At Airedale hospital, patients who are initiated on warfarin go through an Anticoagulant Risk Score (AARS). Unlike some of the other protocols, AARS takes into account age, weight, liver bone profile tests, and comorbidites into account before initiation of warfarin. Pharmacists who initiate warfarin use AARS , but sometimes this is not complied with the patient may score zero but might not look appropriate for example to give the dose according to AARS. The study will determine if the protocol is followed and weather it is effective in achieving target INR and preventing very high INRs. This audit was designed to measure any differences in outcome when a protocol was or not applied during warfarin initiation.
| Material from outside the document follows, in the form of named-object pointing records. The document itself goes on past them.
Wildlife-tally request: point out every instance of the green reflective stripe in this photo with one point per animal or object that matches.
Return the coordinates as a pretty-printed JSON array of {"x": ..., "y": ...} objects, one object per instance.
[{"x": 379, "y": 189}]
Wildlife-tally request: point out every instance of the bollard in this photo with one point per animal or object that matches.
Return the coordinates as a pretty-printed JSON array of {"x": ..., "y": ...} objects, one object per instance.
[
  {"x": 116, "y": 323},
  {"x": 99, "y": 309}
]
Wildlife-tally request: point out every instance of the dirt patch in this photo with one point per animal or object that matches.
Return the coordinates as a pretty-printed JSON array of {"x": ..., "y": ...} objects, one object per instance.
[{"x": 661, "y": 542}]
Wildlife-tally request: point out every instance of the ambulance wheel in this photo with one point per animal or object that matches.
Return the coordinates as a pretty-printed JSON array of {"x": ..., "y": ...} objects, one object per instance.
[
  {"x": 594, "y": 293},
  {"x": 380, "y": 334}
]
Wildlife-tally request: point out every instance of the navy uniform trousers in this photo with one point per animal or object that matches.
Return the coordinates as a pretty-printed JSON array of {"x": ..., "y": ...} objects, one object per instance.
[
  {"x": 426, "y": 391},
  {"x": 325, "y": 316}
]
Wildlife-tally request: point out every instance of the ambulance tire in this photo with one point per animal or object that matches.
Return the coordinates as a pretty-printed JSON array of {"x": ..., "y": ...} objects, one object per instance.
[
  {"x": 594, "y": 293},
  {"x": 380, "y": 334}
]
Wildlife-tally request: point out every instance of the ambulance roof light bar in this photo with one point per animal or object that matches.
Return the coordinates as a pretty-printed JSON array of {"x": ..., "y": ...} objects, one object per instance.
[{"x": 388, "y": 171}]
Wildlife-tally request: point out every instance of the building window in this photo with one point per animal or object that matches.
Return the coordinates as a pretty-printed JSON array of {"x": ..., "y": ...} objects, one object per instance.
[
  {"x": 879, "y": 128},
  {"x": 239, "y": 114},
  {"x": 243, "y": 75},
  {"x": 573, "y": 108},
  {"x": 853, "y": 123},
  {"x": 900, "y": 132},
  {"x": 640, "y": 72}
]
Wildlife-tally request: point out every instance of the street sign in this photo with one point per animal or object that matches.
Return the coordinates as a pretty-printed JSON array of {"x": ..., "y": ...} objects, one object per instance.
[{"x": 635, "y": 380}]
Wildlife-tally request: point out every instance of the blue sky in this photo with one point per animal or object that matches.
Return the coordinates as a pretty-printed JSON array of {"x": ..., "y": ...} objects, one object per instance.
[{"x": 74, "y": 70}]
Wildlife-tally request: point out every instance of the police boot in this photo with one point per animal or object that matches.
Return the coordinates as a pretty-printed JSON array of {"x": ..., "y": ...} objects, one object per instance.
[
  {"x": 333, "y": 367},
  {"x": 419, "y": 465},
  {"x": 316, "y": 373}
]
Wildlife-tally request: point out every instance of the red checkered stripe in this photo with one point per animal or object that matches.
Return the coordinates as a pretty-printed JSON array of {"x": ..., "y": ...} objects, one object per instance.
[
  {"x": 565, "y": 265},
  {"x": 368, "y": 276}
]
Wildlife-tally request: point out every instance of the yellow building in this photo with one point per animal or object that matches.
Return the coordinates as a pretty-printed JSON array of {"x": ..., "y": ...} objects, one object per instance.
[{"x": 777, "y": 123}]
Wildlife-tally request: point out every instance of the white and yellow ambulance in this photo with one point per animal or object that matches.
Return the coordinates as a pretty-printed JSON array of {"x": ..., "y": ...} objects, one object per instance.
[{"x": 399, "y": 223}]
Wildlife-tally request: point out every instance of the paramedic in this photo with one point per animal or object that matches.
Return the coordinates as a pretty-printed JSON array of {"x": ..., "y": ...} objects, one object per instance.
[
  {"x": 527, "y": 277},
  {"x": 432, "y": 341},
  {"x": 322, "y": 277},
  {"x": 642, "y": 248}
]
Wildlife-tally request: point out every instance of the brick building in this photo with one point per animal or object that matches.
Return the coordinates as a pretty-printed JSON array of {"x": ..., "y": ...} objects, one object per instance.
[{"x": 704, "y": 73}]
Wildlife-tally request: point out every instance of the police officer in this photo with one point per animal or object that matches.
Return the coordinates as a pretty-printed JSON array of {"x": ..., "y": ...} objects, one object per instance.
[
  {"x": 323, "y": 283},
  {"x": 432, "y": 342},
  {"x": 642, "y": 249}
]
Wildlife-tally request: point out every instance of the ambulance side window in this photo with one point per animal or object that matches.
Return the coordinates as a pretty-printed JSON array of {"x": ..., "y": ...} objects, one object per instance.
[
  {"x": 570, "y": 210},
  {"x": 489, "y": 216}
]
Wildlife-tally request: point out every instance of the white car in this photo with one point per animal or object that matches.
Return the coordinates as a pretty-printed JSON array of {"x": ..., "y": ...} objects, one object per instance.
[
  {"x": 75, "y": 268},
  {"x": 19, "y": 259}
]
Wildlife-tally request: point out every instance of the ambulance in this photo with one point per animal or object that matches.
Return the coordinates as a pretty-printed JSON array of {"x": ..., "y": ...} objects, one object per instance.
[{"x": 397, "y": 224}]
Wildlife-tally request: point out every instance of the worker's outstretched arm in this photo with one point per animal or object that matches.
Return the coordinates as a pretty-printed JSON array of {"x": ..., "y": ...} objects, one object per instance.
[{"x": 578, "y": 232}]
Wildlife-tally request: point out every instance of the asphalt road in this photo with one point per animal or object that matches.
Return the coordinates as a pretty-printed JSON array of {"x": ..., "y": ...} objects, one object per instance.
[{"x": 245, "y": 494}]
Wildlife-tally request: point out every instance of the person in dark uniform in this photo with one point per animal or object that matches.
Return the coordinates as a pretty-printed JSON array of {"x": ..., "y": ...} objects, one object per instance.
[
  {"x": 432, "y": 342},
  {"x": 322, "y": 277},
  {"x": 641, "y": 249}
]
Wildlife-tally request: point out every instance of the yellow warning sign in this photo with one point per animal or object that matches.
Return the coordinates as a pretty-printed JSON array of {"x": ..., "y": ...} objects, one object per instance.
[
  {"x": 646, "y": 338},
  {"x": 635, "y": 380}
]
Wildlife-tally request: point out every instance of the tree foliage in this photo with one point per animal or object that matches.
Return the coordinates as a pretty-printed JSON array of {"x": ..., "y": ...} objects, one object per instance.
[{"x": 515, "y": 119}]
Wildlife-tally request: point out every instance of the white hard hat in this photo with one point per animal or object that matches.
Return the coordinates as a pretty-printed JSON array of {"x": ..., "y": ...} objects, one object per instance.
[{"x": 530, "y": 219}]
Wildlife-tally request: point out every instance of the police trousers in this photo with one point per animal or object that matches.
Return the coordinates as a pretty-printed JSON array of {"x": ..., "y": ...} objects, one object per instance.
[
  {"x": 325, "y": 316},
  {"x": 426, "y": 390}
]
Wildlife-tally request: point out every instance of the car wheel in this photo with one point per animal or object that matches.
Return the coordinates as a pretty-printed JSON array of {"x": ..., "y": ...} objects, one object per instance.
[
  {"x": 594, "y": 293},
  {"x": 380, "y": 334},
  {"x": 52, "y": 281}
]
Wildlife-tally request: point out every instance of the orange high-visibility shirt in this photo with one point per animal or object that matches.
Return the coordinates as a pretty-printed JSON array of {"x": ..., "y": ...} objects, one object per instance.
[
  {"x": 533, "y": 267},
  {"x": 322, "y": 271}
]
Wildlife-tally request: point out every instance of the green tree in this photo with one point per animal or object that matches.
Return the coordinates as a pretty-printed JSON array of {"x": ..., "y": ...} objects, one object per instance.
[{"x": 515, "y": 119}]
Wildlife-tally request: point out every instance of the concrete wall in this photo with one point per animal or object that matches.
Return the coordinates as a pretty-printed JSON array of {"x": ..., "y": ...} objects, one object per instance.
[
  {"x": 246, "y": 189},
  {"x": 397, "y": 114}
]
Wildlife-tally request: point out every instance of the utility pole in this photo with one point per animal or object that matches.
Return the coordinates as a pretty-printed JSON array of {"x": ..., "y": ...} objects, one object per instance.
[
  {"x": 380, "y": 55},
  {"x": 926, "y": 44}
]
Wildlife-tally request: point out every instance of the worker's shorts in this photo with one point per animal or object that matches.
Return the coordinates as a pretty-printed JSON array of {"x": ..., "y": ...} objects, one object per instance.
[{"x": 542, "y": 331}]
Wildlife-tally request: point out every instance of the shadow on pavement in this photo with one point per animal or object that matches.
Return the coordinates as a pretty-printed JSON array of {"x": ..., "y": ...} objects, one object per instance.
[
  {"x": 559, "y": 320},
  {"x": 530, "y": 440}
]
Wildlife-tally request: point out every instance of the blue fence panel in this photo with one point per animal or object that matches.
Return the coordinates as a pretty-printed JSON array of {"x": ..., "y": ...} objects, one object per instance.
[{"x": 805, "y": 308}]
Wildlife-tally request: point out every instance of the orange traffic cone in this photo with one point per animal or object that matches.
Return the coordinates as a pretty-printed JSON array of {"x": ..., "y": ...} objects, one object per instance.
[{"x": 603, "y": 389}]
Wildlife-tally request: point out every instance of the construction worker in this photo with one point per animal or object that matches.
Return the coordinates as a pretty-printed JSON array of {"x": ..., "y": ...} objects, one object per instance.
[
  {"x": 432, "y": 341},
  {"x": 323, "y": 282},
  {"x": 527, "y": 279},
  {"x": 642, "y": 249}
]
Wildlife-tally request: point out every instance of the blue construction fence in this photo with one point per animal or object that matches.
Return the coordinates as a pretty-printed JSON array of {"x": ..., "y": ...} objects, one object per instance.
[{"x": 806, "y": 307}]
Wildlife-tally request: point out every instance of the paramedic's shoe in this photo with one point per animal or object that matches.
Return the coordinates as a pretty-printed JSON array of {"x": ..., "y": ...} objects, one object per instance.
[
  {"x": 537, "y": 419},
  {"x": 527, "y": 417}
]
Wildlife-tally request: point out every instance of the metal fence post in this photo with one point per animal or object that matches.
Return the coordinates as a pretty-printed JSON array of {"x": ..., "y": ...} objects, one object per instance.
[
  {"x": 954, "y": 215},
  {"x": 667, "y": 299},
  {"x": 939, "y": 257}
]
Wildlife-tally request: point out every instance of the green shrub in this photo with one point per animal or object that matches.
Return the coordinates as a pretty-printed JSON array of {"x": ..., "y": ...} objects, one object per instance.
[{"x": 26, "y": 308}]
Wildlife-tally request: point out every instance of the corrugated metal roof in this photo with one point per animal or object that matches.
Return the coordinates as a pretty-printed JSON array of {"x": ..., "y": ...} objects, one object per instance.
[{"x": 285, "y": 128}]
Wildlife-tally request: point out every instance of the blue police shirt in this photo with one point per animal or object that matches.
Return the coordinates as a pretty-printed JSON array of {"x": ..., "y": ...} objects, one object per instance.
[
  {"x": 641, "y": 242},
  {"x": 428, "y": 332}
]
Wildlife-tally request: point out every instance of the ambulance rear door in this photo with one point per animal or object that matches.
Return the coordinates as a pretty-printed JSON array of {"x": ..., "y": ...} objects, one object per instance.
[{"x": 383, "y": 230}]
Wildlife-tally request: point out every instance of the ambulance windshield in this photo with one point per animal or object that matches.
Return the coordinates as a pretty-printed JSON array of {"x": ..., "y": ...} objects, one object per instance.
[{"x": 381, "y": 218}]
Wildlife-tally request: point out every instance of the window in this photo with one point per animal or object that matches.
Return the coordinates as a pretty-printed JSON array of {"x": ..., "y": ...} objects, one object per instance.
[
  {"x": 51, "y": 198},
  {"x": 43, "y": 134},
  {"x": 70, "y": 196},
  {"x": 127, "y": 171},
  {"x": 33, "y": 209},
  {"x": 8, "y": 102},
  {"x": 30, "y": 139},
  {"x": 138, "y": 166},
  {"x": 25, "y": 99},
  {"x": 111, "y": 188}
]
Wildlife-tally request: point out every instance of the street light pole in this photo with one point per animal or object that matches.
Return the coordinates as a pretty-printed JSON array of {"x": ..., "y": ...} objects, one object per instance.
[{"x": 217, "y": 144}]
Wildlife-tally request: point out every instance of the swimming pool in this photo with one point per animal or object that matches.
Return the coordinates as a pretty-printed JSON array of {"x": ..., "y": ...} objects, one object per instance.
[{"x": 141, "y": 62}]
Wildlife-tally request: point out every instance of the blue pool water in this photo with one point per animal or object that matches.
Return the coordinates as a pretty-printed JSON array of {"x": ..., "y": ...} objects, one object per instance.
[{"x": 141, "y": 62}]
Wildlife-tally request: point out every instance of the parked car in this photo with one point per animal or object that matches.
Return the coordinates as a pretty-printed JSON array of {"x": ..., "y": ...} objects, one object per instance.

Several protocols have been developed to standardise warfarin initiation, and minimise the amount of time required to achieve stability, however there is no evidence suggesting the preference of one protocol over the others. The Fennerty protocol is a well known protocol, it was the first published protocol of its kind to be used for warfarin initiation. It involves dosing patients 10mg per day potentially for 4 days which could produce dangourously very high INRs.

After the initiation stage, which is typically three days at Airedale, a maintainance dose needs to be determined, again there are several protocols that exist. Complications can arise at this stage if the patient is slow metaboliser of warfarin, extra loading dose can be given at initial if the INR measursement has seen no change.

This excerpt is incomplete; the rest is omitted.